İş güvenliği uzmanlarının asıl bulunması gereken noktalar, çalıştıkları iş alanları. Maalesef bugün baktığımızda, sahada bile bulunmayan rakamları azımsanmayacak sayıda uzman var. Yalnızca imza atarak işlerini sürdürme gayretindeler. Böyle kişileri bu sektörde sıkça görüyoruz. Böyle olunca da çalışmalar doğru işlemiyor. Ölümlü kazalar dahil birçok kazayı önleyemiyoruz.

“UZMANLARIN TECRÜBE KAZANMASI GEREKİYOR”

İş sağlığı ve güvenliğinde uzmanlar 3 sınıfa ayrılıyor. C sınıfı dediğimiz grupta sayıca çok uzman var. Dolayısıyla bu uzmanların da istihdam sorunu oluyor. Büyük iş alanlarında da, A ve B sınıfı uzman kadrolara ihtiyaç var. Ancak C sınıfı uzmanlarında tecrübe kazanıp bu kadrolara gelmeleri gerekiyor.
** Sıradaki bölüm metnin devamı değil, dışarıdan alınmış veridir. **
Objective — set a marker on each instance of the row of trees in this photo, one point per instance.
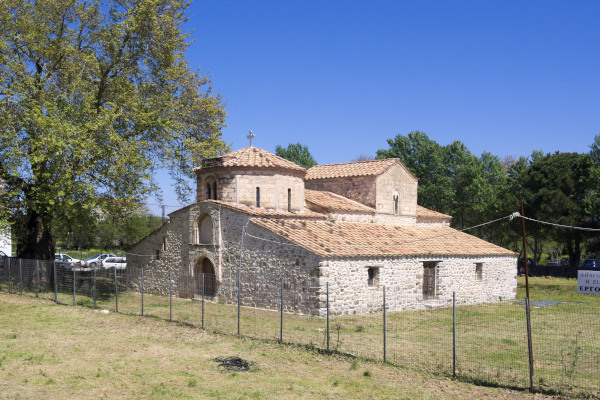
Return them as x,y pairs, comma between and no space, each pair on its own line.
561,188
106,227
95,97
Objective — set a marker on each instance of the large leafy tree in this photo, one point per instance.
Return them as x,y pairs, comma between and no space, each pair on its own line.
296,153
95,96
557,189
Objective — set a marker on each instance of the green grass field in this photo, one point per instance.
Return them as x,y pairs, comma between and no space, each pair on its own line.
50,351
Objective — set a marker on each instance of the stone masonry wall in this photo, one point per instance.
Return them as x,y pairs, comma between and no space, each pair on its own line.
156,271
361,188
397,179
273,186
350,293
265,262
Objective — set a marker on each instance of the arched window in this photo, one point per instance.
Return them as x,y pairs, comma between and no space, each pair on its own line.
205,231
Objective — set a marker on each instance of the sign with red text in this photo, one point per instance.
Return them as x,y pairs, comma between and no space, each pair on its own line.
588,282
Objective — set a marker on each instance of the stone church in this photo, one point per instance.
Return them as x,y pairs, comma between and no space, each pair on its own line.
347,228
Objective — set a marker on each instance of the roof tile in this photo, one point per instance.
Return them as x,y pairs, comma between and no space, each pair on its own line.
425,213
328,239
358,168
335,202
250,157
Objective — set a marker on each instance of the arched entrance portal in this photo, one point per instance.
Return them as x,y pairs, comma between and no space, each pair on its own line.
210,281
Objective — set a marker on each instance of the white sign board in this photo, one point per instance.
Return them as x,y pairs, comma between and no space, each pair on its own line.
588,282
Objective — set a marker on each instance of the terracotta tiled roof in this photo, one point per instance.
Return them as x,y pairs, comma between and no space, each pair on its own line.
425,213
328,239
335,202
358,168
263,212
250,157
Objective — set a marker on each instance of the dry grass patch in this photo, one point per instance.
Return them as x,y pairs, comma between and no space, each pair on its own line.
52,351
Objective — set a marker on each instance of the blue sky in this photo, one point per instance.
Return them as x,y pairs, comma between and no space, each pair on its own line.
342,77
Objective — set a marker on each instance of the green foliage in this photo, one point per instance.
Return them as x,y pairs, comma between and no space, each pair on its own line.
561,188
296,153
454,181
557,189
94,98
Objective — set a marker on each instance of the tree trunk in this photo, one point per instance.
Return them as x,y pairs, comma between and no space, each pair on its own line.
36,241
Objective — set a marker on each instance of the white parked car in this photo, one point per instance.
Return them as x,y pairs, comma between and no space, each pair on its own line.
96,261
115,262
65,260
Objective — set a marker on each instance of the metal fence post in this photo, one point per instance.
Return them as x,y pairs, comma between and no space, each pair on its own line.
454,334
384,326
37,278
203,301
239,275
55,282
170,297
94,286
74,286
281,315
116,292
327,316
142,290
9,277
529,344
20,276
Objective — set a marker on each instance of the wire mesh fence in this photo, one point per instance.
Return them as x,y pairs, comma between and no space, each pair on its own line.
484,342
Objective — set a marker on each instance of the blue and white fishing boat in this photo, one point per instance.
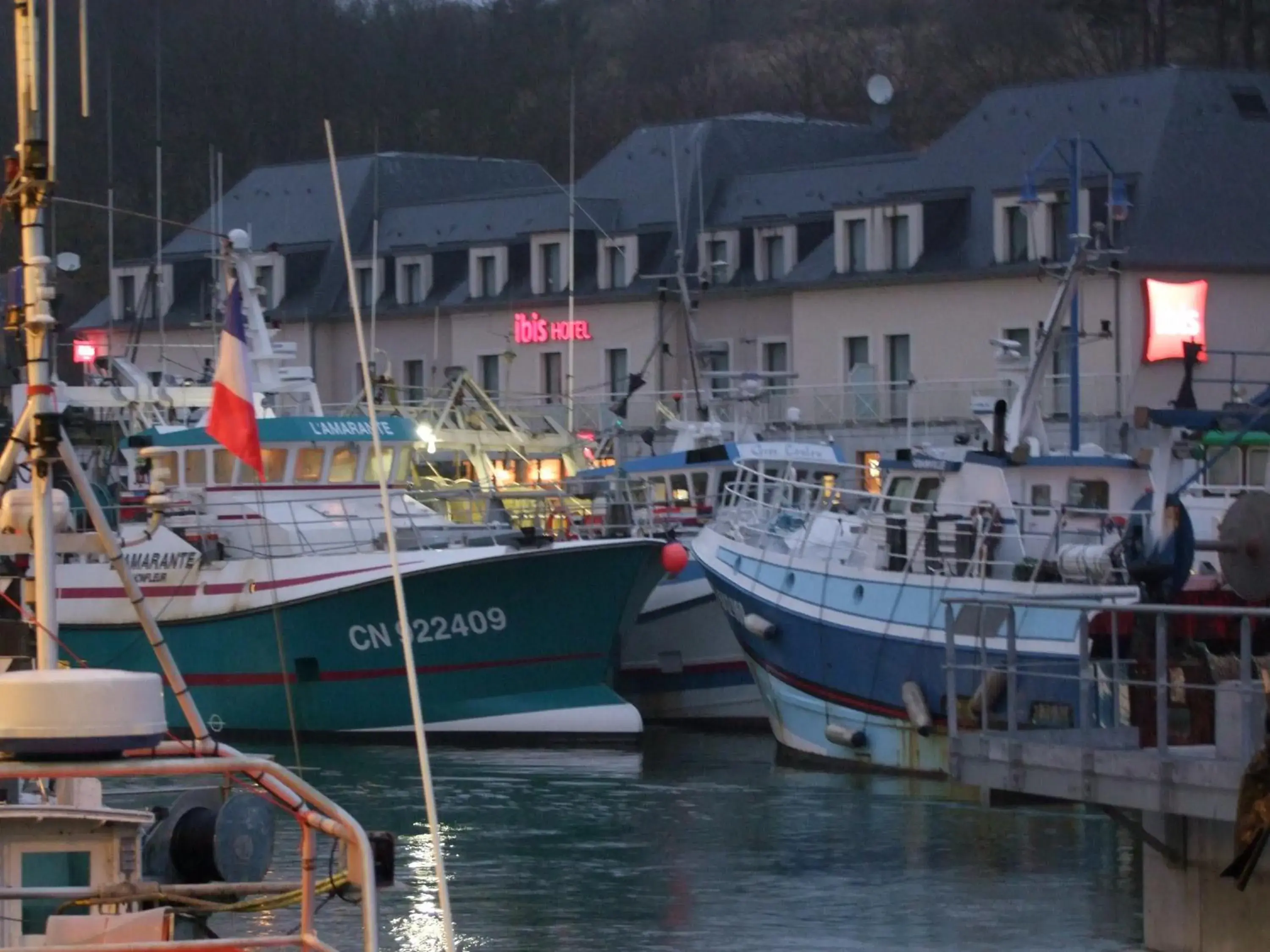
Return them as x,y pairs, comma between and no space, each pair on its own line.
680,660
841,615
Böyle bir kısır döngü var maalesef. Bu yüzden eğitimlere çok fazla önem verilmesi gerekiyor. Uzmanların çok iyi yetiştirilmesi gerekiyor. Tabi bu sektörde çalışıp uzman olanların da bu mesleği yalnızca gelir kapısı olarak görmemesi lazım. Oturdukları yerden imza atıp işlerini yürütmeleri hem etik değil hem de hedeflediğimiz sonuçlara ulaşmamızda çok büyük bir engel teşkil ediyor.

“MAALESEF KAZA OLDUĞUNDA DENETİMLER SIKLAŞIYOR”
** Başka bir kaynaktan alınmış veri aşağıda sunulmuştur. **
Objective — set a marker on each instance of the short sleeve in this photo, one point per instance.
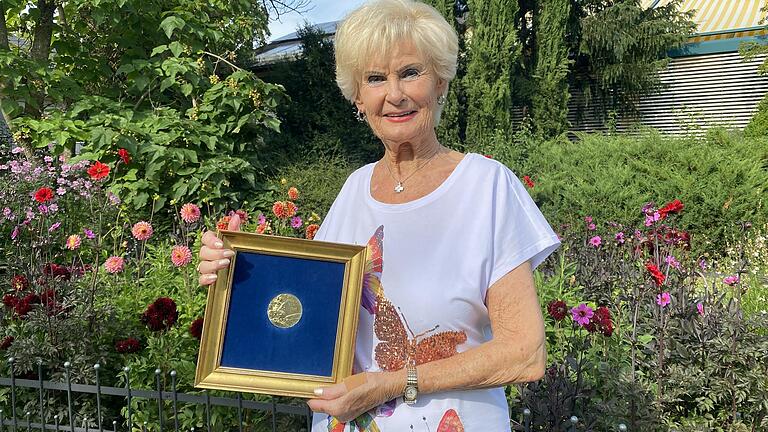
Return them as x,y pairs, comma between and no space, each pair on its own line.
520,231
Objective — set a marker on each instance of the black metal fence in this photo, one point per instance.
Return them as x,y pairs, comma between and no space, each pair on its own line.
12,420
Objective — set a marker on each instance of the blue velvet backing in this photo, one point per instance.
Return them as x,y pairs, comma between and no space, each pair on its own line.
251,341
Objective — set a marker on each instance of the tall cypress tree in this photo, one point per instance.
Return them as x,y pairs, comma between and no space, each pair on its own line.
452,123
550,102
493,48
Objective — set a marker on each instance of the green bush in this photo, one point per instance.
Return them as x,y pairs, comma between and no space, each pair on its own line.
758,126
318,180
721,179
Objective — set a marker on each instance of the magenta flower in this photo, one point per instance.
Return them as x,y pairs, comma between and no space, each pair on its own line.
190,213
296,222
670,259
114,264
73,242
582,314
181,256
663,299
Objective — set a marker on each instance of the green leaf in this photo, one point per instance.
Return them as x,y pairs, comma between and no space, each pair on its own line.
170,24
167,82
176,48
158,50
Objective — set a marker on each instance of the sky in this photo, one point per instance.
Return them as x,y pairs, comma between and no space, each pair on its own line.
321,11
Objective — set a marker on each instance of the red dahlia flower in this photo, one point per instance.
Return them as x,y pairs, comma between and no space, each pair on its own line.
160,315
44,194
557,309
673,207
19,283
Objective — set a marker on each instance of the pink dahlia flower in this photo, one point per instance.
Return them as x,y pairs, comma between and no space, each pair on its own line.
142,231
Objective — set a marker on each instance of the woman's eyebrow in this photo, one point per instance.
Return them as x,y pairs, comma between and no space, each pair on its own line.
418,66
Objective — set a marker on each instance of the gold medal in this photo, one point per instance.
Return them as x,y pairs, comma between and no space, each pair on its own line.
284,310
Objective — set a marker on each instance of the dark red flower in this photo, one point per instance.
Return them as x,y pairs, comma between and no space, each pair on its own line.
673,207
44,194
243,215
19,283
557,309
24,305
6,342
196,329
124,155
528,181
10,300
127,346
657,275
160,315
98,171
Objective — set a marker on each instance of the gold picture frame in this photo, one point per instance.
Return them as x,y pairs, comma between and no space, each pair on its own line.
272,314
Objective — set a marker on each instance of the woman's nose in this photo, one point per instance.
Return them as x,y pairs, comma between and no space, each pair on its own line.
395,94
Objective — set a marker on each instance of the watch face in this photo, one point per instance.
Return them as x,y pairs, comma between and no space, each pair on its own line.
410,393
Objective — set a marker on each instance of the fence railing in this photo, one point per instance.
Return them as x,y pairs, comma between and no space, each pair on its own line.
12,420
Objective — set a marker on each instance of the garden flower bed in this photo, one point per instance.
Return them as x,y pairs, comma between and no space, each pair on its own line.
640,330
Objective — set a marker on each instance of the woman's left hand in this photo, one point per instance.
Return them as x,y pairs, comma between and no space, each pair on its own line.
356,395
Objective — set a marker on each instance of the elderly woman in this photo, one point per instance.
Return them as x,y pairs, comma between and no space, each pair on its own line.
450,312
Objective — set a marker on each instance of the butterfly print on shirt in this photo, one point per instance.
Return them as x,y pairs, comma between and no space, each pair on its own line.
395,349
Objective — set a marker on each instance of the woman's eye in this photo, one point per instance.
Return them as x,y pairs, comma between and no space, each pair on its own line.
410,73
375,79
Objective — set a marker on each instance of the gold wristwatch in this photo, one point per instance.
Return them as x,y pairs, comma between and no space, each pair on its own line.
411,390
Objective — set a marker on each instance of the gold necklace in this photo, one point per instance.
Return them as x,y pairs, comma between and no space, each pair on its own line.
399,186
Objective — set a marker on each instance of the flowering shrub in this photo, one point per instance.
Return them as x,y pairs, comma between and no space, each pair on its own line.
644,333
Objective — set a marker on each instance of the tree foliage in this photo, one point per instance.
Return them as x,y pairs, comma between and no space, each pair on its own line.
620,47
318,120
492,50
550,102
159,78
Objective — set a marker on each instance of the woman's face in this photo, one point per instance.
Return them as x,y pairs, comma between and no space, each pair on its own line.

Şirketlerin denetimi istenilen düzeyde ve sıklıkta değil. Böyle bir durumda da ancak kaza sonrası denetleme işlemlerinin sıklaştığını görüyoruz. Ama altını çizmek istediğimiz şey zaten tedbir konusu. Bir kaza yaşanmadan tedbirini almak, güvenli hareket etmek bu sektörün temel hedefi. Masa başı imzalar, raporlar devam ederken de bir ölümlü kazanın yaşanması, denetimleri beraberinde getiriyor. Denetçiler raporları olumlu bulunca da sorumluluk uzmanlara kalıyor. Bunların denetimi Çalışma ve Sosyal Güvenlik Bakanlığı’nca yapılıyor. Bakanlık eksiklikleri gidermeye çalışıyor ama ideale ulaşmamız için daha çok yolumuz var, çalışmamız gerekiyor. Düzenli denetlemelerin artması gerekiyor.

Güvenlik önlemlerini almaktan kaçınmamız biraz kaderci olduğumuzu mu gösteriyor?
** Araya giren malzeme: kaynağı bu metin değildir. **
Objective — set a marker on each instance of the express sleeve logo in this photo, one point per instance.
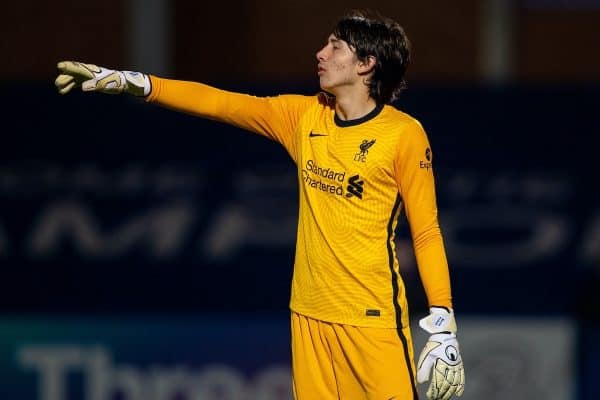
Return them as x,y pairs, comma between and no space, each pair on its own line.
428,156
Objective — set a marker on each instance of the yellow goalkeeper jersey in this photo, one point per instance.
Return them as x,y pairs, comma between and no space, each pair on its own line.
354,179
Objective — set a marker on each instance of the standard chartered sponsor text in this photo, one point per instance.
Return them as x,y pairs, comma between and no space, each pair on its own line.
324,179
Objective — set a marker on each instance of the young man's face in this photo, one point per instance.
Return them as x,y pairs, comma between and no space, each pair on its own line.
338,65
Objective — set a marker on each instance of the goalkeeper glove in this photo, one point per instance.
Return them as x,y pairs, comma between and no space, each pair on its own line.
93,78
440,359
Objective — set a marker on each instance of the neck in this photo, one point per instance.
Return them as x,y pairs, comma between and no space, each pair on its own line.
354,106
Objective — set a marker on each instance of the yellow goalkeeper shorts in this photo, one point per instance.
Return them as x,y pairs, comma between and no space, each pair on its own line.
333,362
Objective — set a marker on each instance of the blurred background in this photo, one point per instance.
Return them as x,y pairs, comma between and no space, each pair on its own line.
147,254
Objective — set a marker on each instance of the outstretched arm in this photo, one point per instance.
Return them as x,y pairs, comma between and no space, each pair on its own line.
275,117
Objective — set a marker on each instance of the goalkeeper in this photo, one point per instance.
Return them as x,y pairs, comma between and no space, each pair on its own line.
360,163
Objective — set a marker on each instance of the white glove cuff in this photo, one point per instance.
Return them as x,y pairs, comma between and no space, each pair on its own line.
138,84
439,320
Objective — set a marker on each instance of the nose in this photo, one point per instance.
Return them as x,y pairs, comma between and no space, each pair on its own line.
321,54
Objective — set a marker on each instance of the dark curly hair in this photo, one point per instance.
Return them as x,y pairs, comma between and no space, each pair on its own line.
370,34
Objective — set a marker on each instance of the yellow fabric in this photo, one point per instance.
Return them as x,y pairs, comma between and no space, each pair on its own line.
332,361
346,270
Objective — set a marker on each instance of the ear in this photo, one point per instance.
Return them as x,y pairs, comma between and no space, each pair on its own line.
365,67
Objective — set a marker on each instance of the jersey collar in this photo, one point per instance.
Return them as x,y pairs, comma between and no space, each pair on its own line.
352,122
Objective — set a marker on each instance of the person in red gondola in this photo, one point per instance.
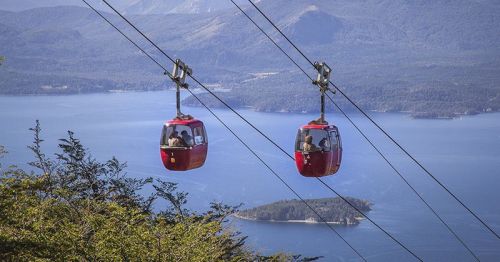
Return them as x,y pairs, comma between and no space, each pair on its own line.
308,145
175,140
187,139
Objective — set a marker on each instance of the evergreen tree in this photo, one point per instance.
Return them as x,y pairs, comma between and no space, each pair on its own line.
75,208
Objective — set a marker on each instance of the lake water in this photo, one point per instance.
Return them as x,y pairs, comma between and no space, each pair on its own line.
463,153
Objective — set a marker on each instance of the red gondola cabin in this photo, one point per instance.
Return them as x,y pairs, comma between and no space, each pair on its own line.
183,144
318,150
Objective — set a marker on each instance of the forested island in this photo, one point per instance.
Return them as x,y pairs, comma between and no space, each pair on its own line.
333,210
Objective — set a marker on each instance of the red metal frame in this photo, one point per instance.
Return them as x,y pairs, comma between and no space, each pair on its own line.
184,158
319,163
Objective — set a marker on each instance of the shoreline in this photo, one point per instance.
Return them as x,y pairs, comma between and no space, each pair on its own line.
297,221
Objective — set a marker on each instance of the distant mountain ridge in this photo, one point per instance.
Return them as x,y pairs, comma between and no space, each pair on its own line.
143,7
426,57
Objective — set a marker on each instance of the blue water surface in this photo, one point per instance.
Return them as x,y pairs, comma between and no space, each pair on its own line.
463,153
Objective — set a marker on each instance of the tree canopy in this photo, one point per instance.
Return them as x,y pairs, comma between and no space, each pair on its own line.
75,208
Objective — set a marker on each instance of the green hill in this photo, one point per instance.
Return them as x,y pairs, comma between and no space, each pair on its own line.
333,210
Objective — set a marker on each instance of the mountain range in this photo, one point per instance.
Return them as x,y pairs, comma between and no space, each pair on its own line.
431,58
128,6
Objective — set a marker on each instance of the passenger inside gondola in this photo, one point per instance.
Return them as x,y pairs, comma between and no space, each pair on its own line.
308,144
313,140
175,141
187,139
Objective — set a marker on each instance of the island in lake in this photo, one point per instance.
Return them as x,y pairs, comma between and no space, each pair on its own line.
333,210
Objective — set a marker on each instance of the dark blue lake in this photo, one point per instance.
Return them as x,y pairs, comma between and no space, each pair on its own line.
463,153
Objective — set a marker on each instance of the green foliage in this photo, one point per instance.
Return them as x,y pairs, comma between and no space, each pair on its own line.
79,209
331,209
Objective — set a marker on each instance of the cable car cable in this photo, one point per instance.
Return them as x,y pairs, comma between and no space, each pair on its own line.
361,132
276,174
124,35
255,128
233,109
404,179
380,128
246,145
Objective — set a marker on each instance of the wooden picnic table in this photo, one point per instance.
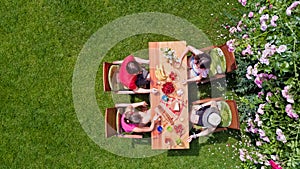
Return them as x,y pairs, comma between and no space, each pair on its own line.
174,112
İnsanımız canından çok malına değer veriyor. Ufak gibi görünen şeylerden bile kaçıyoruz. En basiti bir baret takmaktan, güvenlik kemeri kullanmaktan, maske takmaktan kaçınıyor insanlarımız. Halbuki bunlar küçük gibi görünen fakat hayat kurtaran önlemler. Çalışanlar, iş yoğunluğundan bunları zaman kaybı olarak görüyor.

Yıllardır madenlerden gelen kaza haberleriyle üzülüyoruz. Bunlardan ne kadar ders çıkarılıyor, ocakların durumları iyileştiriliyor mu?

Aslında en çok üzerine düşmemiz gereken alanların başında madenler geliyor. İş türü nedeniyle risklerin en fazla yaşandığı yerler, maden ocakları. Yerin metrelerce altında olması, tehlikeli gazların varlığı, çökme riski gibi birçok risk faktörü var. Ancak her yaşanan maden kazasından sonra, unutup gidiyoruz. Madenlerin durumu, maden işçilerinin durumu halen daha iyi durumda değil. Özellikle Soma ve Ermenek facialarından sonra madenlerde yaşam odaları ihtiyacını gördük. Ancak bugün bakıyoruz ki yine bu odalar birçok madende yok. Bunların giderilmesi, daha iyi çalışma ortamı oluşturulması gerekiyor.

Konuşmalarında iş kazalarının çalışmayla, farkındalık yaratmayla azalabileceğini vurgulayan Bağdatlı, medeni ülkelere yakışmayan istatistiklere sahip olduğumuzu belirtti. Bu durumun siyaset üstü bir durum olduğunu söyleyen Bağdatlı, işçiden işverene, uzmandan vatandaşa kadar herkesin üzerine düşeni yapması gerektiğini sözlerine ekledi.